NBA-Profi Anthony Edwards:Ein "Monsterdunk", der keiner ist

Lesezeit: 2 min

Anthony Edwards sprang gegen Utahs John Collins so hoch, dass er den Ball bei seinem Versuch weit über dem Ring in der Hand hielt - aber war es wirklich ein Dunk? (Foto: Rob Gray/USA TODAY Sports via Reuters Con)

Einer der spektakulärsten US-Basketballer springt über seinen Gegner und wuchtet den Ball in den Korb. Klare Sache: "Dunk des Jahres", finden viele. Aber so eindeutig ist die Sache nicht.

Von Jonas Beckenkamp

Es gibt im amerikanischen Basketball ein Bonmot, das gut beschreibt, was der Basketball-Profi Anthony Edwards in der Nacht zum Dienstag auf dem Parkett zur Aufführung brachte: "He jumped out of the gym", er sprang aus der Halle, so die überspitzte Redewendung - als er sich in die Luft katapultierte wie ein menschlicher Flummi. Edwards, 22, gilt in der NBA als einer der spektakulärsten Hochspringer, seine Aktionen sind vielfach dokumentiert. Aber bei dieser Flugeinlage beim 114:104-Sieg seiner Minnesota Timberwolves gegen die Utah Jazz legte er noch ein paar Extrameilen drauf.

Edwards spurtete bei einem Schnellangriff Richtung Korb, empfing einen Pass, verzichtete wie im US-Basketball üblich auf ein Dribbling bei der Ballannahme und setzte zur Schwebe an.
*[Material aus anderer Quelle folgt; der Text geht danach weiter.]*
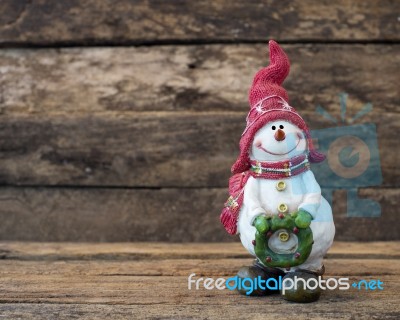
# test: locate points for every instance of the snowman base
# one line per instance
(283, 228)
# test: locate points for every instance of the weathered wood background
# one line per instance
(119, 120)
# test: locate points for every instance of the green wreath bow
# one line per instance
(297, 223)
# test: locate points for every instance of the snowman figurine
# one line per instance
(275, 203)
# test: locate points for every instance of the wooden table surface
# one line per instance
(150, 280)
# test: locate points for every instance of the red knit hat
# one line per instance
(270, 102)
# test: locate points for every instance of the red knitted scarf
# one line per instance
(265, 170)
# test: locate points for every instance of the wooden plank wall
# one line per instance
(119, 120)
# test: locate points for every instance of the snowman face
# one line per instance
(278, 140)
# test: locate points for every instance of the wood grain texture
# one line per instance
(141, 251)
(143, 149)
(155, 286)
(175, 215)
(192, 78)
(135, 22)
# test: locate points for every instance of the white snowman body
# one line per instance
(264, 196)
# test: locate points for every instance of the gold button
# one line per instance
(282, 208)
(280, 185)
(283, 236)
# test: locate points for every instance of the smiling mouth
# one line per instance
(278, 154)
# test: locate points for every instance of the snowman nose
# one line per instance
(280, 135)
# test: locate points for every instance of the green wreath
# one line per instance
(297, 223)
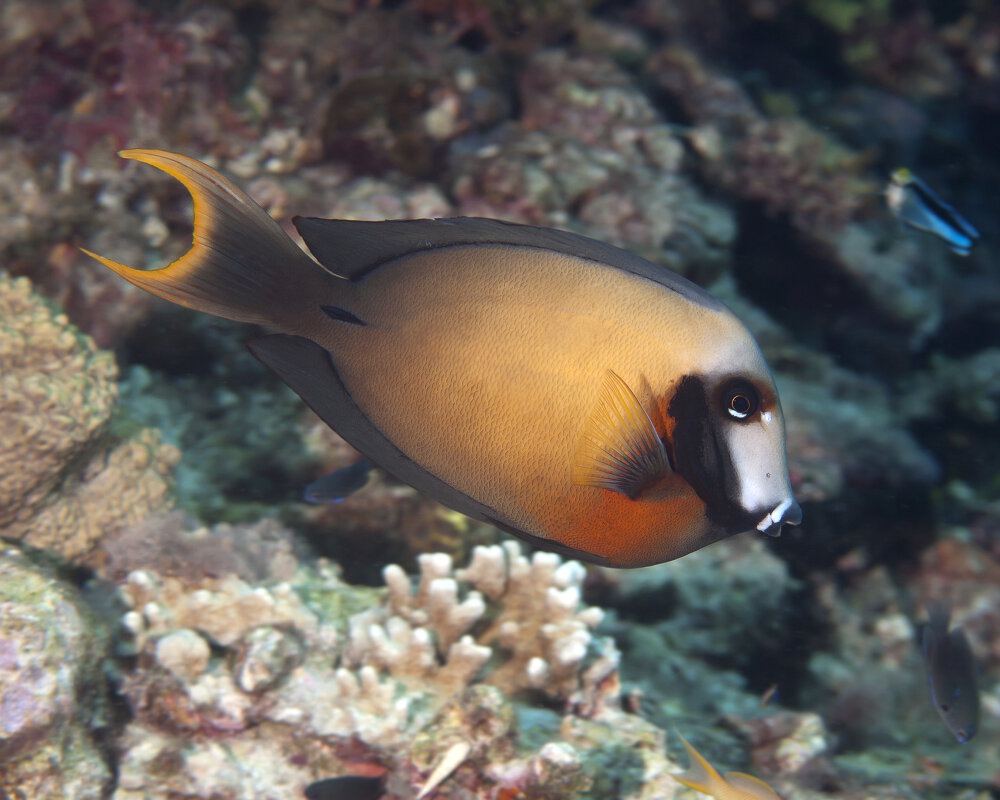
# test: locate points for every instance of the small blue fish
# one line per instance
(914, 203)
(339, 484)
(951, 673)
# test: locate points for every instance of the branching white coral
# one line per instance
(443, 630)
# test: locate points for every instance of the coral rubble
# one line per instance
(296, 677)
(63, 483)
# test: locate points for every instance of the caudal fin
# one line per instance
(241, 264)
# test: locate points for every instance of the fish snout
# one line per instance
(787, 512)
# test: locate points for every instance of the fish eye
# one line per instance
(740, 399)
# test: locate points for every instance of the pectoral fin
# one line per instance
(620, 449)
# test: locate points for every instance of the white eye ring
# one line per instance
(736, 413)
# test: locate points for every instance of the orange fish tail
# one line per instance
(241, 264)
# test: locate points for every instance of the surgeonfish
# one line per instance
(347, 787)
(569, 392)
(702, 777)
(914, 203)
(951, 673)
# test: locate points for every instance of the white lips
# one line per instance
(774, 519)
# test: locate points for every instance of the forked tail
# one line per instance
(241, 264)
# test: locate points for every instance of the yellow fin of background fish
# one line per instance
(702, 777)
(620, 449)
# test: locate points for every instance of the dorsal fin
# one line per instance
(352, 249)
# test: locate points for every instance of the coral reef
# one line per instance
(53, 693)
(786, 165)
(589, 150)
(741, 144)
(395, 676)
(63, 484)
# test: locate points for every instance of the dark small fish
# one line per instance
(914, 203)
(951, 673)
(339, 484)
(347, 787)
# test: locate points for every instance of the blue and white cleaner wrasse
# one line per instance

Während sein Gegenspieler John Collins, ein Koloss von immerhin 2,06 Metern Länge, längst den Sinkflug antrat, schien der Timberwolf wie einst Michael Jordan in der Luft zu stehen. "Hangtime" nennt man diese Sekundenbruchteile der Schwerelosigkeit in der NBA, der legendäre "Air" Jordan hat sie einst zur Kunstform erhoben.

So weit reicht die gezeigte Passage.